C213 in TAP2 controls the substrate specificity. (A) Peptide length specificity of the Cys-less (▾) and wild-type TAP (▪) complex. Competition assays were performed with TAP-containing microsomes (20 μg of total protein), 1 μM of radiolabeled R(125I)YWANATRST (R10T), and increasing concentrations of the peptide library X10. The IC50 of each library was determined by Eq. S2. (B) Peptide length specificity of the Cys-less (black) and wild-type TAP complex (open). The IC50/IC50,ref for competition of radiolabeled R10T was determined as described before. Competition of wild-type TAP by the X9 library served as reference (IC50,ref). (CF) Cys-less (black) and wild-type TAP (open) display a different binding motif. Competition assays were performed with TAP-containing microsomes (20 μg of total protein) using 1 μM of R(125I)YWANATRST as reporter peptide. The concentration of the sublibraries was set to the IC50 value of the X9 library (10 μM). For comparison, the competition values of human TAP (WT/WT) were taken from Ref. 13. All experiments were performed in triplicates.
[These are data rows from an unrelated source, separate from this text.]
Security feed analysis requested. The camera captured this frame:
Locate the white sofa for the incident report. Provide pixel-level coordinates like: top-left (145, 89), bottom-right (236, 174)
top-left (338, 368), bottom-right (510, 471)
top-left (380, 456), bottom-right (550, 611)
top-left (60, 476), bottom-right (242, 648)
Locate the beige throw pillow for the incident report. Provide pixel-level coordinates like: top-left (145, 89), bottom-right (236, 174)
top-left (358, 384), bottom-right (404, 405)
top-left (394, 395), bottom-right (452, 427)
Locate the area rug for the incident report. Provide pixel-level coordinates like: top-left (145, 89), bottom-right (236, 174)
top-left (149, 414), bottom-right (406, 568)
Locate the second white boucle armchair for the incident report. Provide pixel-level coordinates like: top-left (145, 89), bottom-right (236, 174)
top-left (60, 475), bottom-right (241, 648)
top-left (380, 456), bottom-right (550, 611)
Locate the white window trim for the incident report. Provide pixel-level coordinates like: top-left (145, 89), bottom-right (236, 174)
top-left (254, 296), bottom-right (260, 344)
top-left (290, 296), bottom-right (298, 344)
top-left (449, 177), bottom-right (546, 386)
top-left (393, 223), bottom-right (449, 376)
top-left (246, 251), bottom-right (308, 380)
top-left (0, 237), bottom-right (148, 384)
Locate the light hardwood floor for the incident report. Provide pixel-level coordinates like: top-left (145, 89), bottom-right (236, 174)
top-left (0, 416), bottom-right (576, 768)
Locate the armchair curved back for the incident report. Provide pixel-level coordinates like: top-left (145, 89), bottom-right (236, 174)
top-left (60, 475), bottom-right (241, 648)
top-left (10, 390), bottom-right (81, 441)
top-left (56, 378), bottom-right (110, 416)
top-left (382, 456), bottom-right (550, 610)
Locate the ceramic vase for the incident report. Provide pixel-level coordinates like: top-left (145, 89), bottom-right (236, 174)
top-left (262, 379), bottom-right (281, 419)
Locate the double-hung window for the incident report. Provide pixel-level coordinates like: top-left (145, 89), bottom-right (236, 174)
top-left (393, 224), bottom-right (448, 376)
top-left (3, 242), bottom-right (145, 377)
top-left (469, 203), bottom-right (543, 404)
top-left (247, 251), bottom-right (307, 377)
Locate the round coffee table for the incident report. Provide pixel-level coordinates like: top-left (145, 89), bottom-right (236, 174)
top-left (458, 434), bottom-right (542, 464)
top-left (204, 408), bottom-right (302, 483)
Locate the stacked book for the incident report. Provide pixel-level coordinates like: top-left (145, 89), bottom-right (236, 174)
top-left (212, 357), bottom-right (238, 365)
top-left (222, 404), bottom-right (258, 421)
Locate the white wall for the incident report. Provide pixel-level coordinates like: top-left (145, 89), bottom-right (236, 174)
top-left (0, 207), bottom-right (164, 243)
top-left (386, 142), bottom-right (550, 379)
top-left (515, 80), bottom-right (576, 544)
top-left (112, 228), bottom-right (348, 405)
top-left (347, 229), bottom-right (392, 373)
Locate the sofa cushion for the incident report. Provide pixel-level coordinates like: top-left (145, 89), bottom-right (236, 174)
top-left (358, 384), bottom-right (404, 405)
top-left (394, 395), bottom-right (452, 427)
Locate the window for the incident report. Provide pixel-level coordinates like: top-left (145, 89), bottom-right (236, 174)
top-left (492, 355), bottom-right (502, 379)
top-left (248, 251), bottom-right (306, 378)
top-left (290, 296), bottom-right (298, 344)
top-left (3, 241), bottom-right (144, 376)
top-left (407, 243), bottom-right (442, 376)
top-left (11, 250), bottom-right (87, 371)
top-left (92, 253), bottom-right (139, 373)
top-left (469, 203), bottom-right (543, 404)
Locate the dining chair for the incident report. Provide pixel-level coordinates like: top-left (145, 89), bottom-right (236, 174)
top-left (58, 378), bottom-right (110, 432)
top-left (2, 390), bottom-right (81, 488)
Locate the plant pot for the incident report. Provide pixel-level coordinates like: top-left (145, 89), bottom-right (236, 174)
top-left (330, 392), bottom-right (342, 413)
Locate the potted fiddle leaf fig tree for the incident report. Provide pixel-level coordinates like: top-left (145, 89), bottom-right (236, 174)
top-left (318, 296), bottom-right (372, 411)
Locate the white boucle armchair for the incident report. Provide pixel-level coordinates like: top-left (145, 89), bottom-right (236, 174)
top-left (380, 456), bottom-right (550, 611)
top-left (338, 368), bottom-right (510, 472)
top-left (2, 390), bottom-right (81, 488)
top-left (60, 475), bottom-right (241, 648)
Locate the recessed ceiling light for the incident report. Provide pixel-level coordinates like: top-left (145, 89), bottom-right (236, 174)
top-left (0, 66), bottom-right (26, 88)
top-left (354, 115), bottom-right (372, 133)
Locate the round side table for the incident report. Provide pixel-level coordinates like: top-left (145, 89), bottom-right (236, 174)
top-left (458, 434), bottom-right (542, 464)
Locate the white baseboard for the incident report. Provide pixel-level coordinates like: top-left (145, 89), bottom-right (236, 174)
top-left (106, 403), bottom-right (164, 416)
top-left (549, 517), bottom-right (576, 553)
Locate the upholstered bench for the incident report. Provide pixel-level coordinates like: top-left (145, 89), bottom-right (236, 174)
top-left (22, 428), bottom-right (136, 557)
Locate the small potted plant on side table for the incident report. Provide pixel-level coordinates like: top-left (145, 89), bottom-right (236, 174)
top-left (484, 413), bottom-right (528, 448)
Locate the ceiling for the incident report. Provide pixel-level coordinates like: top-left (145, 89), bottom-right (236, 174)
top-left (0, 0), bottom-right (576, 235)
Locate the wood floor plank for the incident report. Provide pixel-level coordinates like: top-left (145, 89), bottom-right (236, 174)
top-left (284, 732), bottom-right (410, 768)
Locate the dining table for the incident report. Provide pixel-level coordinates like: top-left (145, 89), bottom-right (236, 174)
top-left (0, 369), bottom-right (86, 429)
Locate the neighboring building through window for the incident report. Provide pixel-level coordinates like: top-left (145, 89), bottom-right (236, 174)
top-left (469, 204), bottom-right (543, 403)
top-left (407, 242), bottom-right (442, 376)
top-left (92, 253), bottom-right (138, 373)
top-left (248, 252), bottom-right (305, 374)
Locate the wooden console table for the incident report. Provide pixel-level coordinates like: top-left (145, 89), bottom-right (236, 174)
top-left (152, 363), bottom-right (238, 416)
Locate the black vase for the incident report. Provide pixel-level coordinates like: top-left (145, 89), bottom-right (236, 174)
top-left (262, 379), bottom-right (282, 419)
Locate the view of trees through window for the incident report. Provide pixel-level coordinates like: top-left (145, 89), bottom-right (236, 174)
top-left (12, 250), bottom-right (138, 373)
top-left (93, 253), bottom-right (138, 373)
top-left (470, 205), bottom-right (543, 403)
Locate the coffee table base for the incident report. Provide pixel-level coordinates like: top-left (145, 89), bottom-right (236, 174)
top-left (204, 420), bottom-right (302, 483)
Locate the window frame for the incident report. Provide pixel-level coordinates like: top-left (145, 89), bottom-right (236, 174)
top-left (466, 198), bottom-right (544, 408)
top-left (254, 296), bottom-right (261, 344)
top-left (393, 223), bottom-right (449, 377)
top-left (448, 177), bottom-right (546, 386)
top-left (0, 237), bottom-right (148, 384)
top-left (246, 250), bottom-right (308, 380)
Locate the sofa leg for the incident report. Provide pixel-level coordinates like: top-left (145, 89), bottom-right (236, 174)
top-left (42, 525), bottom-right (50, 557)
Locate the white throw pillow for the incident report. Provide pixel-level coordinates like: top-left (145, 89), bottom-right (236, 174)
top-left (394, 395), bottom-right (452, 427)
It is well established that the three N-terminal and the last C-terminal peptide residues are critical for TAP binding, whereas residues in between do not significantly contribute (1214). Therefore, we applied a scanning approach of combinatorial peptide libraries focusing on positions 1, 2, 3, and 9. The radiolabeled peptide R10T was used as reporter. The randomized peptide library (X9) served as internal reference, yielding 50% inhibition of peptide binding (IC50) at the given concentration (10 μm). Favored and disfavored sublibraries (i.e., OX8, XOX7, X2OX6, and X8O) are marked by a value below or above 50% binding, respectively. As summarized in Fig. 3 CF, wild-type and Cys-less TAP have a very different binding motif. Although a negatively charged residue at positions 1, 2, and 3 is highly disfavored for the wild-type TAP, Asp is well accepted by the Cys-less complex. Similarly, bulky hydrophobic residues (Phe, Trp) at positions 1 and 2 are disfavored by wild-type, but preferred by Cys-less TAP. As previously described, epitopes containing proline at position 2 are not recognized by human TAP (12, 13). Surprisingly, Cys-less TAP can accept these peptides. Differences for the C-terminal residue are even more pronounced. Although wild-type TAP has a marked preference for peptides harboring a basic or hydrophobic residue at their C terminus (12, 13, 18), Cys-less TAP is rather promiscuous in this position. Taken together, Cys-less TAP has an altered mode of binding. Compared to wild type, Cys-less TAP is more promiscuous toward the C-terminal residue of the bound peptide and shows a high binding affinity for peptides containing negatively charged residues at the N-terminal positions or aromatic residues at the second position.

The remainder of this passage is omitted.